Politique française
Président affaibli et dauphins turbulents
(Photo: AFP)
Le président de la République, Jacques Chirac, certainement à son corps défendant, a volé la vedette au rebelle autoproclamé, le ministre d’Etat, ministre de l’Intérieur et président de l’UMP, Nicolas Sarkozy. Les ennuis de santé de Jacques Chirac ont jeté le trouble dans les rangs de sa majorité, mettant au devant de la scène les rivalités entre le Premier ministre Dominique de Villepin et Nicolas Sarkozy. Rentré discrètement à l’hôpital du Val-de-Grâce, dans la nuit du 2 septembre, sur les conseils du médecin de la présidence de la République qui l’a accompagné, Jacques Chirac a été gardé en observation et pour subir des analyses poussées dans la nuit et dans la matinée du 3 septembre.
Ce n’est qu’à l’issue de la première tranche des analyses et soins que le président de la République aurait lui-même téléphoné à Dominique de Villepin pour l’informer de son état de santé. De connivence avec les collaborateurs du président de la République, le Premier ministre a préparé la communication sur cet événement.
L’affirmation d’autorité de Nicolas Sarkozy, président de l’UMP, au détriment de Villepin avait déjà crispé l’ambiance entre les deux hommes. En effet, après un footing matinal, une petite baignade en mer, sous les regards intéressés de la presse, pendant que Nicolas Sakozy l’attendait pour un petit déjeuner, Dominique de Villepin manifeste par la suite son intention de participer au bureau «des Jeunes populaires» de l’UMP. «Votre présence n’est pas justifiée», lui a lancé Nicolas Sarkozy déjà agacé par les attitudes du Premier ministre. La revanche à prendre était trop belle quand le coup de fil présidentiel tombe.
Aucune information n’a filtré. Mais au moment où le président de l’UMP, ministre d’Etat et ministre de l’Intérieur pénètre dans la salle qui lui est entièrement acquise, où des milliers de militants crient «Sarko président !», son téléphone potable sonne et c’est Dominique de Villepin qui lui apprend la nouvelle. Pris en défaut d’information, Nicolas Sarkozy a du mal à contenir son énervement. Le Premier ministre face aux caméras annonçait aussi la nouvelle à la France entière.
Besoin de transparenceOn aurait presqu’oublié qu’il y a au cœur de cette querelle au sommet de l’Etat, un malade et de surcroît le président de la République. Son état de santé, qui n’inspire rien d’inquiétant selon les médecins, oblige tout de même ces derniers à lui conseiller un repos total pendant une semaine. Tous les rendez-vous sont remis et le Conseil des ministres du mercredi 7 septembre sera présidé «à titre exceptionnel» par Dominique de Villepin dans ses bureaux de l’hôtel Matignon. De nombreux spécialistes se sont succédé à la télévision française et sur les radios pour minimiser la gravité du mal présidentiel, «puisque la réaction a été rapide». D’autres commentaires font état d’un signe annonciateur de complications ou tout simplement d’un mal plus conséquent.
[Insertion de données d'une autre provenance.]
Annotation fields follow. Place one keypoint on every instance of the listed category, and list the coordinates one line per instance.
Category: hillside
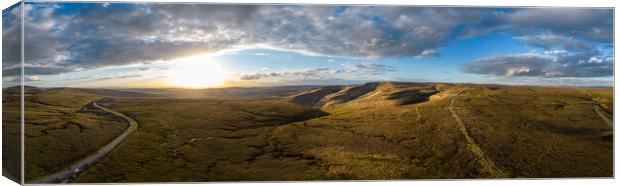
(381, 130)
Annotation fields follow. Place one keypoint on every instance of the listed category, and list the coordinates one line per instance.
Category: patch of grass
(60, 128)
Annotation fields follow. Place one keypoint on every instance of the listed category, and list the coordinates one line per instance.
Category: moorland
(379, 130)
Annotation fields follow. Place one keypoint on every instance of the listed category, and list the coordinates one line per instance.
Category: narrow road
(598, 109)
(487, 163)
(66, 174)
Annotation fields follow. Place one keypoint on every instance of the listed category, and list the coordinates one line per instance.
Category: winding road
(66, 174)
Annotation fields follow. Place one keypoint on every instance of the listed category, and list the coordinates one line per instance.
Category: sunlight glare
(197, 72)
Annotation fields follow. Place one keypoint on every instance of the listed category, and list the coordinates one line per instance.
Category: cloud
(370, 69)
(96, 35)
(321, 73)
(539, 65)
(305, 74)
(16, 79)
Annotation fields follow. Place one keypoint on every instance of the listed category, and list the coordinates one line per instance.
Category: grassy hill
(383, 130)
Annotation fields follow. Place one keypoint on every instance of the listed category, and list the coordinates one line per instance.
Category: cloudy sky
(208, 45)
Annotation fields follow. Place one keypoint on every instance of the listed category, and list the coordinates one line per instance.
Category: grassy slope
(198, 140)
(62, 128)
(11, 139)
(525, 131)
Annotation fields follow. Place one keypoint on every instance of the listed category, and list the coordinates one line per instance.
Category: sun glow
(197, 72)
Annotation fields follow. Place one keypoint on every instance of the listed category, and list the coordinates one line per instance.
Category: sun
(197, 72)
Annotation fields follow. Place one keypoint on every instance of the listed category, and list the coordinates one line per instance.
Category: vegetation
(371, 131)
(61, 127)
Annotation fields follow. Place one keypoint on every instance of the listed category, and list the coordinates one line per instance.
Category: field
(360, 132)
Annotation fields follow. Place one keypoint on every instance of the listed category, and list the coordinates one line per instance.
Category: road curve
(66, 174)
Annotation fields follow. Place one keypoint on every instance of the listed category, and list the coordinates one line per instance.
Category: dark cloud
(537, 65)
(93, 36)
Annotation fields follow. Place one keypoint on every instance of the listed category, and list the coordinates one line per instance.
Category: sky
(151, 45)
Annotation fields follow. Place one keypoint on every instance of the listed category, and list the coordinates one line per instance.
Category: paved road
(598, 109)
(66, 174)
(473, 146)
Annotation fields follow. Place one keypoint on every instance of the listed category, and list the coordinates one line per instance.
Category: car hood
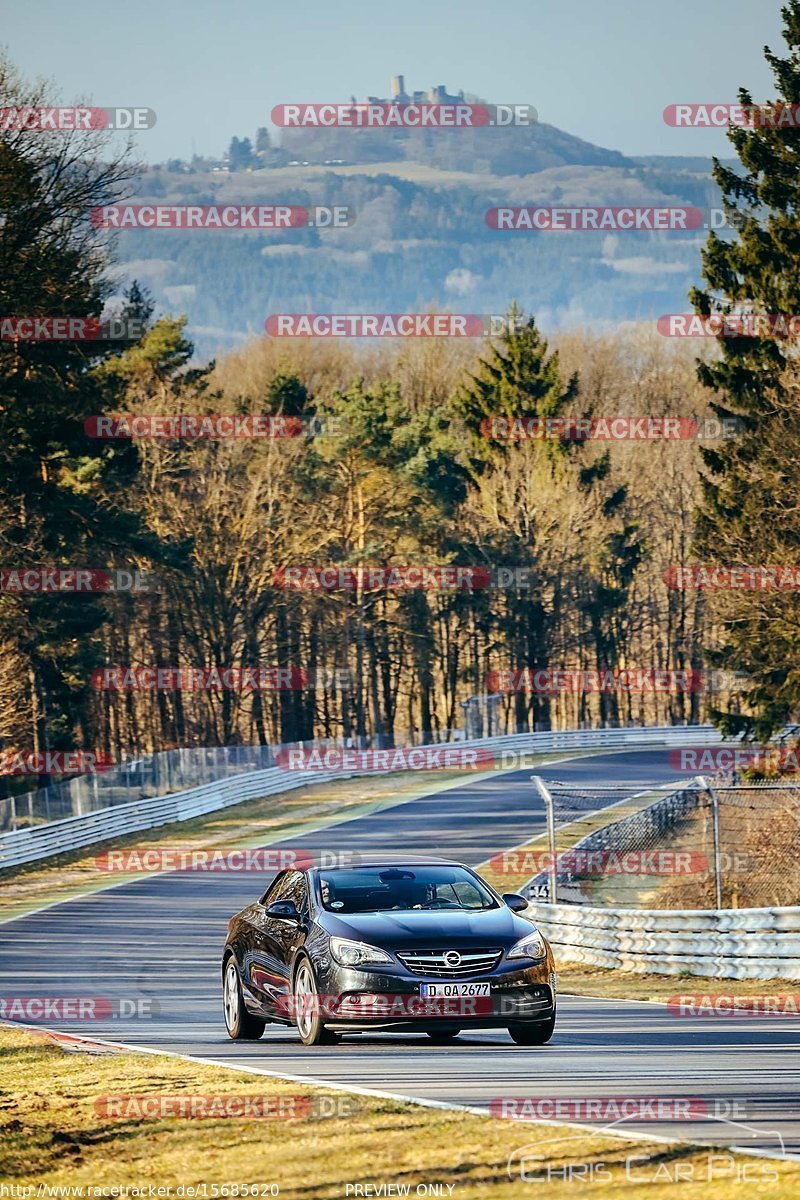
(429, 929)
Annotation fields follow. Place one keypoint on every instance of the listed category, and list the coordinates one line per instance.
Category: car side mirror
(284, 910)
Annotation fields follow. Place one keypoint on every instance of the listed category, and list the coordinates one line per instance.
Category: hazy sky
(602, 70)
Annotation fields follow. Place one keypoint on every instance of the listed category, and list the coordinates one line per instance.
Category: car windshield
(400, 888)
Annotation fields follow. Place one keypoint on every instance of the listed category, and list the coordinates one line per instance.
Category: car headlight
(356, 954)
(531, 946)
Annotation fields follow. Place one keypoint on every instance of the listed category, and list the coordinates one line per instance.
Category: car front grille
(432, 963)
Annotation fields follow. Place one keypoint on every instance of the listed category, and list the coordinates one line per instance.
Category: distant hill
(492, 151)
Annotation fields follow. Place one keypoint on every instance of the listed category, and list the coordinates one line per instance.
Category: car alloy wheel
(239, 1023)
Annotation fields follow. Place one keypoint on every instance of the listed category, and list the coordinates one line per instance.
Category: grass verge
(611, 984)
(257, 822)
(54, 1131)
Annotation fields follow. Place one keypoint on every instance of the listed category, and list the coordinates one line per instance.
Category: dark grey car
(421, 946)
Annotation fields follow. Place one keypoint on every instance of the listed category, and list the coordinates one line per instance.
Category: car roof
(373, 861)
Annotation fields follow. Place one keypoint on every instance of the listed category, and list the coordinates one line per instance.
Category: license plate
(438, 990)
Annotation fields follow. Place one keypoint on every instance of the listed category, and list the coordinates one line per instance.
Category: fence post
(715, 826)
(551, 834)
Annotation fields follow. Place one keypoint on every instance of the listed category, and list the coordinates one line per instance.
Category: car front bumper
(358, 999)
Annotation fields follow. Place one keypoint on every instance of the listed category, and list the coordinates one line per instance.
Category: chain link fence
(702, 846)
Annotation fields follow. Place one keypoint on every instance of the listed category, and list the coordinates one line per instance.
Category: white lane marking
(422, 1102)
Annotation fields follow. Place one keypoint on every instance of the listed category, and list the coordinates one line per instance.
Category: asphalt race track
(161, 937)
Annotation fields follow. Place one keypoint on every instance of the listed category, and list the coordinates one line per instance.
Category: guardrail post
(551, 835)
(715, 826)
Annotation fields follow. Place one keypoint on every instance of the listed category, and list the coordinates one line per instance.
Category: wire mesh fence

C’est pourquoi de nombreux responsables politiques français, de gauche comme de droite, demandent une plus grande transparence sur l’état de santé du président de la République. Un député de la majorité, Dominique Paillé a même suggéré la création d’un collège de médecins, désignés par les partis politiques et qui garantiraient une «meilleure information sur l’état de santé du président de la République». Selon ce député les missions de ce collège seraient encadrées par une loi pourqu’une information régulière et juste soit donnée aux citoyens. La maladie cachée de Georges Pompidou, élu en 1969 et décédé en avril 1974, des suites d’un cancer révélé seulement après sa mort, les promesses d’un bulletin de santé régulièrement publié jamais tenues par Valéry Giscard d’Estaing, les mensonges de François Mitterrand dans des faux bulletins de santé suscitent à nouveau des débats pour l’établissement de la vérité dans ce domaine qui touche aussi à l’intimité.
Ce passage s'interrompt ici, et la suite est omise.